Given an integer array nums, compute the sum of XOR totals for every possible subset of nums. Each subset's XOR total is calculated as the bitwise XOR of all its elements, and the empty subset counts as 0. Subsets with the same elements are counted separately.

Return the integer sum of all these XOR totals. For example, for nums = [1,3], the subsets are [], [1], [3], and [1,3], producing XOR totals 0, 1, 3, and 2, summing to 6.

Examples

Example 1

Input: nums = [1,3]

Output: 6

The 4 subsets of [1,3] are:

  • The empty subset has an XOR total of 0.
  • [1] has an XOR total of 1.
  • [3] has an XOR total of 3.
  • [1,3] has an XOR total of 1 XOR 3 = 2. 0 + 1 + 3 + 2 = 6

Example 2

Input: nums = [5,1,6]

Output: 28

The 8 subsets of [5,1,6] are:

  • The empty subset has an XOR total of 0.
  • [5] has an XOR total of 5.
  • [1] has an XOR total of 1.
  • [6] has an XOR total of 6.
  • [5,1] has an XOR total of 5 XOR 1 = 4.
  • [5,6] has an XOR total of 5 XOR 6 = 3.
  • [1,6] has an XOR total of 1 XOR 6 = 7.
  • [5,1,6] has an XOR total of 5 XOR 1 XOR 6 = 2. 0 + 5 + 1 + 6 + 4 + 3 + 7 + 2 = 28

Example 3

Input: nums = [3,4,5,6,7,8]

Output: 480

The sum of all XOR totals for every subset is 480.

Constraints

  • 1 <= nums.length <= 12
  • 1 <= nums[i] <= 20

Solution Approach

Backtracking over subsets

Use a recursive function that explores including or skipping each element of nums. At each step, update the current XOR total and call recursively until all elements are considered.
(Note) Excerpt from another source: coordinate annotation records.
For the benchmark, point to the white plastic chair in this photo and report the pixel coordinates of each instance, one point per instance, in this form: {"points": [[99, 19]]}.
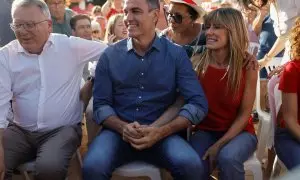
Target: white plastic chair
{"points": [[138, 169], [275, 62], [254, 165], [30, 166]]}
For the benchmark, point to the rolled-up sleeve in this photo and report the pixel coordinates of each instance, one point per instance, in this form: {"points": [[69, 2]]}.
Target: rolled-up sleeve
{"points": [[5, 91], [87, 50], [102, 91], [196, 106]]}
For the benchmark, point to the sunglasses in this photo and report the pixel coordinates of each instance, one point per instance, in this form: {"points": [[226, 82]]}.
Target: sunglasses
{"points": [[176, 17]]}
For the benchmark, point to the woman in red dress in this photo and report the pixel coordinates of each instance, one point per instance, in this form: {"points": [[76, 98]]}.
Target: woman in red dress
{"points": [[226, 137]]}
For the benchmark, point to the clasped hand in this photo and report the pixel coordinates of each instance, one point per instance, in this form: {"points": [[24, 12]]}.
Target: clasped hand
{"points": [[141, 136]]}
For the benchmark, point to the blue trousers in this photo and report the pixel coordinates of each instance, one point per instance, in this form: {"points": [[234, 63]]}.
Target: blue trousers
{"points": [[231, 157], [287, 148], [108, 151]]}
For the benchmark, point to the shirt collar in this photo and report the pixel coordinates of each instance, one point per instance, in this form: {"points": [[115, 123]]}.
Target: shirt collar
{"points": [[156, 44], [48, 43]]}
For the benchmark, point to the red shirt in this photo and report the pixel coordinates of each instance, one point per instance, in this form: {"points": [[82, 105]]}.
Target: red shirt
{"points": [[111, 12], [290, 83], [223, 106]]}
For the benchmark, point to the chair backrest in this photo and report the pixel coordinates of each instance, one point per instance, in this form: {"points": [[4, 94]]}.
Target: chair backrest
{"points": [[253, 48], [275, 62]]}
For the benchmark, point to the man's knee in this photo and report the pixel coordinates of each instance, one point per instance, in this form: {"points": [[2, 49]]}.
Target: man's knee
{"points": [[97, 166], [51, 168], [228, 160]]}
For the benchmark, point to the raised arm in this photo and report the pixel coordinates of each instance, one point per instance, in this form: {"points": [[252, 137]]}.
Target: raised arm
{"points": [[87, 50], [106, 7], [196, 107], [5, 97]]}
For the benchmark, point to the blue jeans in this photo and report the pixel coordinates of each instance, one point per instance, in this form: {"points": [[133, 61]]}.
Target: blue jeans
{"points": [[287, 148], [231, 157], [108, 151]]}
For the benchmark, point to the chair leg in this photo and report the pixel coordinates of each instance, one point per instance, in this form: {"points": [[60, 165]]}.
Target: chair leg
{"points": [[154, 174], [79, 157], [26, 175]]}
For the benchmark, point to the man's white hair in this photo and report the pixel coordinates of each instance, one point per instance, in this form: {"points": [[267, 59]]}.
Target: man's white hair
{"points": [[39, 3]]}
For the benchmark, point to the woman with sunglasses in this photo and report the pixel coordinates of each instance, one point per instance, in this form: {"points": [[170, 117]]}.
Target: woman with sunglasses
{"points": [[226, 137], [182, 16], [287, 136], [284, 14]]}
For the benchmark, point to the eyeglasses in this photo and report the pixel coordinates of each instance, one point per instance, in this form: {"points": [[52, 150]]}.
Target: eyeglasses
{"points": [[176, 17], [214, 26], [27, 26]]}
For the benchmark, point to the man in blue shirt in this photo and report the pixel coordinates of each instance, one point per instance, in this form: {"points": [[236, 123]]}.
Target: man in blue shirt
{"points": [[136, 82]]}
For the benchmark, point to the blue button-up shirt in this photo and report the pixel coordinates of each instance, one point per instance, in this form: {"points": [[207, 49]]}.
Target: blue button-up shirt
{"points": [[140, 89]]}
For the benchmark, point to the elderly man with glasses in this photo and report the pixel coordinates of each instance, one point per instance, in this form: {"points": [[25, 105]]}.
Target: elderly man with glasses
{"points": [[43, 72]]}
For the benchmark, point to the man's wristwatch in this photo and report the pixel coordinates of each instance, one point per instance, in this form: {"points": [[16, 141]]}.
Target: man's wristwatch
{"points": [[91, 78]]}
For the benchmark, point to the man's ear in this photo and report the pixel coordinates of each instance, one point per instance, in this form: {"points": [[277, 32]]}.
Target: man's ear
{"points": [[73, 32]]}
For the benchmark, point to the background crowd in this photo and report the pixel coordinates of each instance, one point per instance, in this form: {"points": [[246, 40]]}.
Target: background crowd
{"points": [[222, 38]]}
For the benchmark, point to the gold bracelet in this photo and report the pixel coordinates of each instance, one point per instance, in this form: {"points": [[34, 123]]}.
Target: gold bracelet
{"points": [[267, 57]]}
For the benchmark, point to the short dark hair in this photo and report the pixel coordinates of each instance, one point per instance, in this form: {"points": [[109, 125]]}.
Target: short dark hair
{"points": [[153, 4], [194, 14], [76, 18], [246, 3]]}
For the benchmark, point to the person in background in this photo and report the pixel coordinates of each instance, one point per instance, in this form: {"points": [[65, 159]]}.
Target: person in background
{"points": [[183, 27], [112, 7], [96, 30], [96, 11], [115, 29], [81, 27], [162, 21], [60, 16], [287, 136], [226, 137], [137, 80], [263, 27], [6, 34], [42, 72]]}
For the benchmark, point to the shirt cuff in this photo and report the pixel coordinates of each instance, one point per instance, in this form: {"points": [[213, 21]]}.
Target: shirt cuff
{"points": [[102, 113], [192, 113], [3, 124]]}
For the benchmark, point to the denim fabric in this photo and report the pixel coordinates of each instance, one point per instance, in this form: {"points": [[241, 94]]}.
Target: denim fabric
{"points": [[287, 148], [231, 157], [108, 151]]}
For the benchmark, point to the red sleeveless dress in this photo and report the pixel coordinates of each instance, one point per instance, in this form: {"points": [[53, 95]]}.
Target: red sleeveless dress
{"points": [[223, 105]]}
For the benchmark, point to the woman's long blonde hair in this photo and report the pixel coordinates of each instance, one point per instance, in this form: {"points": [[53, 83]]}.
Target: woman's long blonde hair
{"points": [[295, 40], [110, 27], [238, 41]]}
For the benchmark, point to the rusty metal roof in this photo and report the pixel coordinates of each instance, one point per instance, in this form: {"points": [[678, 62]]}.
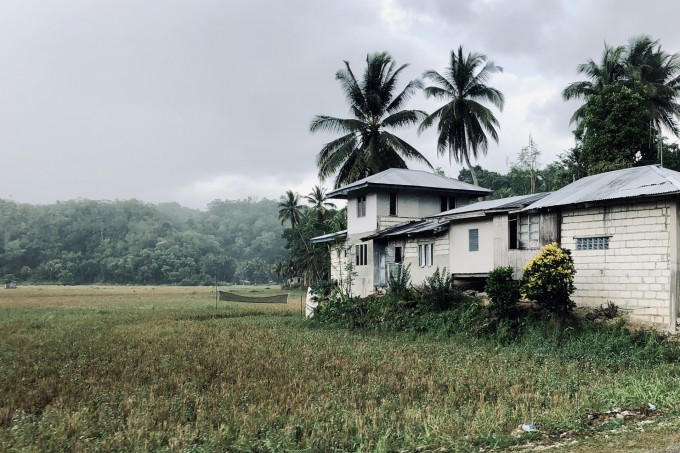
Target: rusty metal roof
{"points": [[413, 180], [409, 229], [633, 182], [500, 204]]}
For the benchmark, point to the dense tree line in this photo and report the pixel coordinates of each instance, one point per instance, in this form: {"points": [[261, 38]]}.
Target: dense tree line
{"points": [[130, 242]]}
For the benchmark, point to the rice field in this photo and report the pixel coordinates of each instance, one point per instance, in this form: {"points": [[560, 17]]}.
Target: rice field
{"points": [[170, 369]]}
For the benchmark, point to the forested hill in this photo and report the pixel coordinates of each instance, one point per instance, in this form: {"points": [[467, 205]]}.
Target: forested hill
{"points": [[83, 241]]}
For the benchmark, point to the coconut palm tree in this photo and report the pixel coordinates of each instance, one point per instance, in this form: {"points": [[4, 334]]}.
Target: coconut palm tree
{"points": [[463, 122], [319, 201], [641, 61], [290, 209], [659, 72], [610, 69], [366, 147]]}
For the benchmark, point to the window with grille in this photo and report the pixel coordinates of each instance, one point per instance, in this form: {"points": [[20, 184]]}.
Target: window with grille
{"points": [[398, 255], [361, 254], [425, 254], [361, 206], [524, 231], [473, 240], [593, 243]]}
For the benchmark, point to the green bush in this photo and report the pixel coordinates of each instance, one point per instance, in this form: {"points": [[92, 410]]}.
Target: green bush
{"points": [[549, 279], [503, 290], [439, 292]]}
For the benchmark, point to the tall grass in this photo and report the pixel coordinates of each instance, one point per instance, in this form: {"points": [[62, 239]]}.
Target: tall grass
{"points": [[181, 377]]}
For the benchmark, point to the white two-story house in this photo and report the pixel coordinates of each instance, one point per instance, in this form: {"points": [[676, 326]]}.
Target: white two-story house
{"points": [[394, 199]]}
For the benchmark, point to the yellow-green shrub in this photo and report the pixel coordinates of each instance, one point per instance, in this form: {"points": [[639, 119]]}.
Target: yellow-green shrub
{"points": [[549, 279]]}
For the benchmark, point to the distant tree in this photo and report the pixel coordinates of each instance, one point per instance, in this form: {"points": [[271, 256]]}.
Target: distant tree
{"points": [[366, 147], [463, 122], [615, 130], [640, 79], [320, 204], [290, 208], [528, 161]]}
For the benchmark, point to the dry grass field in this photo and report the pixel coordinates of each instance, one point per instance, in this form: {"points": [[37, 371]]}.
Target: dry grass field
{"points": [[168, 369]]}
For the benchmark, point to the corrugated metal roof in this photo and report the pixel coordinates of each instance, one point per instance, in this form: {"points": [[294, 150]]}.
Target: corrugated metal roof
{"points": [[328, 237], [410, 229], [401, 178], [620, 184], [500, 204]]}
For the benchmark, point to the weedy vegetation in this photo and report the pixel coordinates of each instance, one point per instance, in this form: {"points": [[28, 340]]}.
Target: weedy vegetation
{"points": [[165, 369]]}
Prune unnecessary computations

Since XOR is associative and commutative, you can pass the running XOR total through recursion instead of recalculating from scratch for each subset. This reduces redundant operations and aligns with the backtracking pattern.

Sum XOR totals

Maintain a global sum that adds the current XOR total when reaching the end of recursion. Return this sum once all subsets have been processed, ensuring every subset contributes correctly.

Complexity Analysis

Metric Value
Time O(N)
Space O(1)

The algorithm visits each element once per subset, but the total number of subsets is 2^N. Due to the problem constraint N <= 12, this is feasible. Space is minimal because recursion depth is at most N and no extra data structures are needed.

What Interviewers Usually Probe

  • Focus on generating all subsets without duplicates using backtracking.
  • Check if intermediate XOR totals can be carried forward to avoid recomputation.
  • Consider how bit manipulation can simplify combining subset elements.

Common Pitfalls or Variants

Common pitfalls

  • Failing to include the empty subset or initializing XOR incorrectly.
  • Recomputing XOR totals for each subset from scratch, causing inefficiency.
  • Confusing subset counting leading to missed or double-counted totals.

Follow-up variants

  • Compute the XOR totals of subsets for arrays containing negative numbers using the same backtracking approach.
  • Find the maximum XOR total among all subsets instead of the sum.
  • Count how many subsets produce an XOR total equal to a given target using recursive pruning.

FAQ

What is the best approach to sum all subset XOR totals?

A backtracking search with pruning is ideal. Carry the running XOR total and recursively include or skip each element.

Can this method handle arrays larger than length 12?

Direct backtracking becomes inefficient for large arrays due to 2^N subsets, so optimizations or different algorithms are needed.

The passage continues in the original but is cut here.